Question

Which one of the following statements is not true concerning 2.00 L of a 0.100 M solution of Ca3(PO4)2?

Answer 1

Answer: The correct answer is Option B.

Explanation:

To calculate the molarity of solution, we use the equation:

$\text{Molarity of the solution}=\frac{\text{Moles of solute}}{\text{Volume of solution (in L)}}$     .......(1)

• For A:

Molarity of calcium phosphate solution = 0.100 M

Volume of solution = 2.00 L

Putting values in equation 1, we get:

$0.100M=\frac{\text{Moles of }Ca_3(PO_4)_2}{2.00}\\\\\text{Moles of }Ca_3(PO_4)_2=(0.100mol/L\times 2.00L)=0.200mol$

Moles of calcium phosphate = 0.200 moles

• For B:

1 mole of calcium phosphate contains 3 moles of calcium atoms, 2 moles of phosphate atoms and 8 moles of oxygen atoms.

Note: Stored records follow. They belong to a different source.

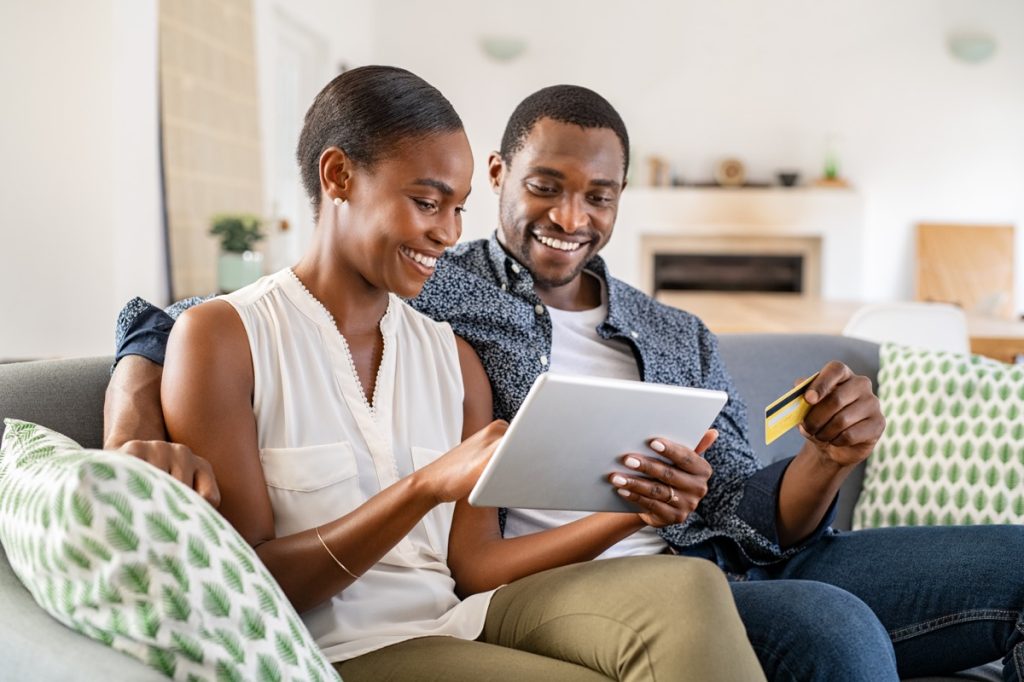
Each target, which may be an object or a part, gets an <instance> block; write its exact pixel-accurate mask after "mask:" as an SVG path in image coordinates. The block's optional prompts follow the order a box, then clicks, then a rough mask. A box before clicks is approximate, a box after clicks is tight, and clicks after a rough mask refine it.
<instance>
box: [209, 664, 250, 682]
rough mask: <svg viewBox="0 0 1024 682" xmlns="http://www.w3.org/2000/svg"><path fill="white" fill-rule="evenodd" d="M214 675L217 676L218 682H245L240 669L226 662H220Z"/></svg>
mask: <svg viewBox="0 0 1024 682" xmlns="http://www.w3.org/2000/svg"><path fill="white" fill-rule="evenodd" d="M214 673H215V674H216V675H217V682H245V680H244V679H242V674H241V673H240V672H239V671H238V669H237V668H236V667H234V666H232V665H231V664H229V663H227V662H226V660H218V662H217V667H216V669H215V670H214Z"/></svg>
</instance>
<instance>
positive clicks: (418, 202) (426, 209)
mask: <svg viewBox="0 0 1024 682" xmlns="http://www.w3.org/2000/svg"><path fill="white" fill-rule="evenodd" d="M413 201H414V202H416V205H417V206H419V207H420V210H421V211H423V212H424V213H434V212H436V211H437V204H435V203H433V202H428V201H426V200H424V199H414V200H413Z"/></svg>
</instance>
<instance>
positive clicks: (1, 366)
mask: <svg viewBox="0 0 1024 682" xmlns="http://www.w3.org/2000/svg"><path fill="white" fill-rule="evenodd" d="M112 363H113V358H112V357H79V358H74V359H56V360H38V361H33V363H13V364H10V365H0V437H2V436H3V428H4V427H3V420H4V419H6V418H8V417H13V418H15V419H23V420H25V421H27V422H34V423H36V424H42V425H43V426H46V427H48V428H51V429H53V430H54V431H58V432H59V433H63V434H65V435H67V436H68V437H69V438H72V439H74V440H75V441H77V442H79V443H80V444H81V445H83V446H84V447H101V446H102V443H103V393H104V392H105V391H106V384H108V382H109V381H110V376H111V364H112Z"/></svg>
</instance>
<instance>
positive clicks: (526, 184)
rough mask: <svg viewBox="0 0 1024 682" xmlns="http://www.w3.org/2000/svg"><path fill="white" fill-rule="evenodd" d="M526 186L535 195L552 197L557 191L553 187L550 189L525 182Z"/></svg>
mask: <svg viewBox="0 0 1024 682" xmlns="http://www.w3.org/2000/svg"><path fill="white" fill-rule="evenodd" d="M526 186H527V187H528V188H529V190H530V191H532V193H534V194H535V195H553V194H555V193H556V191H558V189H556V188H555V187H552V186H550V185H547V184H537V183H536V182H527V183H526Z"/></svg>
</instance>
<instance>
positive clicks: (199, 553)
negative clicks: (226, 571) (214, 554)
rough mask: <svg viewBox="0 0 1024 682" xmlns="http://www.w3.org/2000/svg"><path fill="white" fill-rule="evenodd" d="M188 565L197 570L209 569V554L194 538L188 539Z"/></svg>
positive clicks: (194, 536)
mask: <svg viewBox="0 0 1024 682" xmlns="http://www.w3.org/2000/svg"><path fill="white" fill-rule="evenodd" d="M188 563H190V564H191V565H194V566H196V567H197V568H209V567H210V553H209V552H207V550H206V545H204V544H203V541H202V540H200V539H199V538H197V537H196V536H189V537H188Z"/></svg>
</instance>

So, 0.200 moles of calcium phosphate will contain = $(8\times 0.200)=1.6$ moles of oxygen atoms.

Moles of oxygen atoms = 1.6 moles

• For C:

Molarity of calcium phosphate solution = 0.100 M

Volume of solution = 1.00 L

Putting values in equation 1, we get:

$0.100M=\frac{\text{Moles of }Ca_3(PO_4)_2}{1.00}\\\\\text{Moles of }Ca_3(PO_4)_2=(0.100mol/L\times 1.00L)=0.100mol$

Moles of calcium ions = $(0.100\times 3)=0.300$ moles

• For D:

Molarity of calcium phosphate solution = 0.100 M

Volume of solution = 5.00 L

Putting values in equation 1, we get:

$0.100M=\frac{\text{Moles of }Ca_3(PO_4)_2}{5.00}\\\\\text{Moles of }Ca_3(PO_4)_2=(0.100mol/L\times 5.00L)=0.500mol$

Moles of phosphorus atoms = $(0.500\times 2)=1.00$ moles

According to mole concept:

1 mole of a compound contains $6.022\times 10^{23}$ number of atoms

Number of phosphorus atoms in 0.500 moles of calcium phosphate will be = $(1.00\times 6.022\times 10^{23})=6.022\times 10^{23}$

• For E:

1 mole of calcium phosphate contains 3 moles of calcium ions and 2 moles of phosphate ions.

So, 0.200 moles of calcium phosphate will contain = $(3\times 0.200)=0.600$ moles of calcium ions

Moles of calcium ions = 0.600 moles

Hence, the correct answer is Option B.